CAPITULO III
Necesito quererme (IX)
Estábamos en un bar del centro de la ciudad, muy cerca de la Catedral,
en el barrio de la Santa Cruz; las calles estaban realmente abarrotadas, y eso
que era el lunes o el martes, ya ni te cuento como se ponen el jueves o viernes
santo!!. Bien, el hecho es que estábamos tomando un vino cuando, de repente, el
camarero se quedó como clavado, con la vista fija en la calle; el Jefe, el amo,
le recriminó su actitud: Quillo, un poco más de alegría y de movimiento – dijo
con ese acento sevillano tan característico –
Pero hombre de Dios –le contestó el chaval en un acento muy parecido -,
¿cómo quiere que haga ná con eso pasando por la calle.

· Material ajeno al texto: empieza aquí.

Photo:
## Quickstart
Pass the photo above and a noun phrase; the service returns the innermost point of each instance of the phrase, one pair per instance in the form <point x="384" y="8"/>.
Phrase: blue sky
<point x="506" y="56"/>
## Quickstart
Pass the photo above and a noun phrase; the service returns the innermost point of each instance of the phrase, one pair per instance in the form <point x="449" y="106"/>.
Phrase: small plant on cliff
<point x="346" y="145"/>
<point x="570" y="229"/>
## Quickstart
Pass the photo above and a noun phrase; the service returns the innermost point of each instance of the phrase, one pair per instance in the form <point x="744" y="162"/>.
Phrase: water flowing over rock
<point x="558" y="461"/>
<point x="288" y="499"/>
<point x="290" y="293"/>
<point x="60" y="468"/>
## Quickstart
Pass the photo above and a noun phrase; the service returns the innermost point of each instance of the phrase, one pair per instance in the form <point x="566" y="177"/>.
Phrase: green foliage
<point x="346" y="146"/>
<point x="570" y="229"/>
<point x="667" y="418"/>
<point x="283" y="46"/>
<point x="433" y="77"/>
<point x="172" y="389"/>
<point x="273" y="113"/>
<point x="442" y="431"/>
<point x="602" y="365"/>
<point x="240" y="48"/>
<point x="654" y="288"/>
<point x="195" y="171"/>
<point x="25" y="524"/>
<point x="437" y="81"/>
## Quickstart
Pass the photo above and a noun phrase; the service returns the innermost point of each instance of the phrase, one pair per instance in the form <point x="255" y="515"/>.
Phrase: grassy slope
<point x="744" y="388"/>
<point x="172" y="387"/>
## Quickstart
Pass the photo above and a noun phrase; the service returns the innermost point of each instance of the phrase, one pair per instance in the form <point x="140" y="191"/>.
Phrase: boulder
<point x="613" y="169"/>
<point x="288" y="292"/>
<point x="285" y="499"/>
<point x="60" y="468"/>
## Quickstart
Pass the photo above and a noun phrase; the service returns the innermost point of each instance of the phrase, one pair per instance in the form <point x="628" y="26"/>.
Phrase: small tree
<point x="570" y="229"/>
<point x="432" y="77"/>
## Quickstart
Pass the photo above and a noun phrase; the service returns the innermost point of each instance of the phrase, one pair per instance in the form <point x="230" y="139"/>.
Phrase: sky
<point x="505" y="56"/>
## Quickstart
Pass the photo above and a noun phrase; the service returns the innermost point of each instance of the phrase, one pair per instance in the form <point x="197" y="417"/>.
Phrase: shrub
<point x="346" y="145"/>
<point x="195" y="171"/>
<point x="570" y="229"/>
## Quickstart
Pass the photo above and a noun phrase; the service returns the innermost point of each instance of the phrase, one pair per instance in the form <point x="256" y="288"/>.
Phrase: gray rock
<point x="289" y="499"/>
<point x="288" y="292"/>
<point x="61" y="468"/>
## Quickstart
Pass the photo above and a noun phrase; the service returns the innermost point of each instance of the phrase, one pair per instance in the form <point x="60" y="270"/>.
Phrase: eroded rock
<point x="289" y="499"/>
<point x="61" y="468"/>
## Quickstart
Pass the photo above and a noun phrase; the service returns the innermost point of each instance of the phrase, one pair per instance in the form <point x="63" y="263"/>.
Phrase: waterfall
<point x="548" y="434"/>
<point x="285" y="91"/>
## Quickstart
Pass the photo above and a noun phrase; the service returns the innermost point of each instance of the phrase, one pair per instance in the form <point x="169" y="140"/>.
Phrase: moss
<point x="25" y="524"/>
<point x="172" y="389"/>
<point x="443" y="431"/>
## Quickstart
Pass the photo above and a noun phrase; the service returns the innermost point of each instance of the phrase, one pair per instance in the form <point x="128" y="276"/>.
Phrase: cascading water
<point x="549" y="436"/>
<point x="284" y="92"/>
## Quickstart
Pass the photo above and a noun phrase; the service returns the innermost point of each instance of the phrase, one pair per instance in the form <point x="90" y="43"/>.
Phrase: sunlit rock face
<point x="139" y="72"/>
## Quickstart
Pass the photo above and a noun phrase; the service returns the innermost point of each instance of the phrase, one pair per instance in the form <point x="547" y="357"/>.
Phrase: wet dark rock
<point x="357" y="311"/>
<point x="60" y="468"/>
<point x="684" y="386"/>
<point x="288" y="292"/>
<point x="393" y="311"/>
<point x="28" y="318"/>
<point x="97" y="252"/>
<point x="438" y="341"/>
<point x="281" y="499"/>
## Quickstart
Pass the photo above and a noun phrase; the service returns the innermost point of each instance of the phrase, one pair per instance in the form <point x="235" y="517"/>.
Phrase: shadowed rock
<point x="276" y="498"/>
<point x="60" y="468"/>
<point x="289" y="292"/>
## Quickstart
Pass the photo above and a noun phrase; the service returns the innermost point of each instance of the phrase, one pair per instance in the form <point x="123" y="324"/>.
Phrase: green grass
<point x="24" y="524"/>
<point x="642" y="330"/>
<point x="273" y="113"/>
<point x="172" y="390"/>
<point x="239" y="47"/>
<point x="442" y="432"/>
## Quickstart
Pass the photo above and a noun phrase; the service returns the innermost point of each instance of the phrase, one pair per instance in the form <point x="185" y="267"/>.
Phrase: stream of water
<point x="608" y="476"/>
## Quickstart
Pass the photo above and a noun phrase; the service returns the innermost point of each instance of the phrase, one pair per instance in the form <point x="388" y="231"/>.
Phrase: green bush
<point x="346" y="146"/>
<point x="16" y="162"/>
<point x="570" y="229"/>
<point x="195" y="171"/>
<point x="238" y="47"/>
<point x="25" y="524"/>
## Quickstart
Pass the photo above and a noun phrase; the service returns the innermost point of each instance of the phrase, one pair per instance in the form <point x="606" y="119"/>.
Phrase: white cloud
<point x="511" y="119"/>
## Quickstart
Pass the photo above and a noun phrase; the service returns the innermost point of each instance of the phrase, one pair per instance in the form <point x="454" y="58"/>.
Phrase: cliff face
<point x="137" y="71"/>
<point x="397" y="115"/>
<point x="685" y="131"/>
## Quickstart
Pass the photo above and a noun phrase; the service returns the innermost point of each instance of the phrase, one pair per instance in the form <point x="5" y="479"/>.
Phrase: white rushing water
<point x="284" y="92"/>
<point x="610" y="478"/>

Te parecerá una tontería –dijo Juan Carlos – pero el paso, la procesión,
estaba justo ante el bar y cuando el chaval dijo aquello, tenía los ojos
anegados en lágrimas y la cara roja de la emoción. Ese día entendí muchas cosas
del carácter andaluz, de su grandeza, de su pasión, de cómo necesitan exprimir
el momento, sin prisas, sin agobios, sintiendo todos los matices de esa
emoción, sin falsos pudores. Ese día me enamoré de Andalucía y de los
andaluces.
Luego pude ver el fervor de aquellas gentes, la pasión con la que viven
su Vida, capaces de arrastrar un paso sobre sus hombros, de llorar a lágrima
viva por que no puede salir la procesión por la lluvia, de andar horas y horas,
descalzos por la calle, en penitencia por sus pecados. Son gentes a las que la
emoción no les asusta aunque, eso sí, son muy distintos de los catalanes,
aunque igual de adorables.
Siempre me han admirado aquellas tierras y sus gentes - dijo Pedro sin
apartar ni un momento la vista de la carretera – especialmente por lo distintos
que son a nosotros y por lo complementarios que podemos llegar a ser unos y
otros. Realmente es la diversidad la que nos aporta el crecimiento, sacar del
otro aquello que me puede hacer crecer; la complementariedad en su más puro
estilo.
El viaje fue un suspiro y, a las 09,00 h., entraban en Figueres, una
hermosa ciudad, límpia, desahogada, con alguna gente por la calle, personas que
se dirigían a acompañar a sus hijos a sus colegios, a su trabajo, a la
compra….todo ello con un ritmo notablemente más pausado del que era habitual en
las grandes urbes españolas, algo que provocó de nuevo el comentario de Pedro.
Date cuenta, Juan Carlos, la Vida en estas ciudades pequeñas es de otro
tipo, las personas tienen tiempo para ser ellas mismas, para paladear cada
momento, sin la histeria colectiva que parece desatarse en un Madrid o un
Barcelona, ciudades que conozco bien en toda su intensidad.
Pedro aparcó el coche en una zona azul cercana a un parque, la
temperatura era baja, seguía en torno a los 0º y el frío intenso, aunque el
viento estaba en calma y no tenían la sensación del día anterior, en que el
aire producía la sensación de pequeños alfileres clavándose en la cara.
A la entrada del restaurante, se anunciaba el desayuno con buffete de
7,00 a 11,00 h, así que entraron y se acomodaron en la mesa a la que les
acompañó uno de los camareros. La conversación fue ligera, hablaron de sus
niñas, del ritmo de los estudios que habían llevado, de unas vidas que daban
continuidad a las suyas propias, de unos valores inculcados que daban resultado
y que estaban basados en la libertad y en la asunción de responsabilidades.
Eso Pedro - dijo Juan Carlos – es algo de lo que no me arrepentiré
jamás, de ir a contracorriente, de educar a los críos según tus creencias pero
dándoles la libertad de elección en cuanto tienen madurez suficiente para ello,
poniendo límites, siendo coherentes, con lo de coste y desgaste que eso supone.
Sin apensa darse cuenta, se les habían hecho las 10,30 h., por lo que
pidieron la cuenta, pagaron y se dirigieron con tranquilidad hacia el museo
Dalí.
Hay algunas cosas muy curiosas en el museo que, sin duda alguna,
conocerás, pero que no deja de ser curioso verlas en directo, por lo que de
aprendizaje se puede sacar de ellas, Juan Carlos. ¿Alguna vez has estado en el
museo?
Pues la verdad es que no, no estuve de jovencito porque no era un tipo
de arte que me llamara la atención y, ¡imagínate!, han pasado 25 años desde que
me fui, así que….¡no me digas que es aquel edificio de los huevos en el tejado!